# Made a bunch of rolls.....



## jeffesonm (Dec 5, 2009)

So I thought it might be good to bake some buns to go with the pulled pork I made for our after-Thanksgiving turkey deep fry party.

No pics of the mixing but I basically combined all the ingredients in a huge bowl and mixed with a spoon.  When it was mostly combined  I turned it out onto the counter and kneaded for about 6-8 minutes.  It was over 10 lbs total which is definitely the biggest batch of dough I've made to date... any bigger and I think I need a mixer.

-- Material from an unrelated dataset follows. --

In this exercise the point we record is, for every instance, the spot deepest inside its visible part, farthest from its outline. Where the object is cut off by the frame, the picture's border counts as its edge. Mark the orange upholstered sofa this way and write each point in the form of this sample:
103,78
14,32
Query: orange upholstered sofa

I have two ovens but one is not very accurate, so I could only bake two trays of rolls at a time.  I therefore divided the dough mass in two and let one rise inside and the other on the back porch.  The cooler air outside will delay the rise of the one batch a bit so it should be ready when the other one comes out of the oven.


Inside batch....




Outside batch...




Divided and shaped the first batch...




And the second batch...


----------



## jeffesonm (Dec 5, 2009)

Rising in the oven... few mugs of boiling water makes for a warm, high humidity environment.




Baking in the oven...




All done!


----------



## alx (Dec 5, 2009)

Nice looking rolls.The water definetly helps....


----------



## mballi3011 (Dec 5, 2009)

Man those looks so good and yummo too. I wish me or the ewife could do that but maybe if I tried to I could do it. But keep it up for tose are some awesome rolls. Now just do some pork and you'll have PP sammies.


----------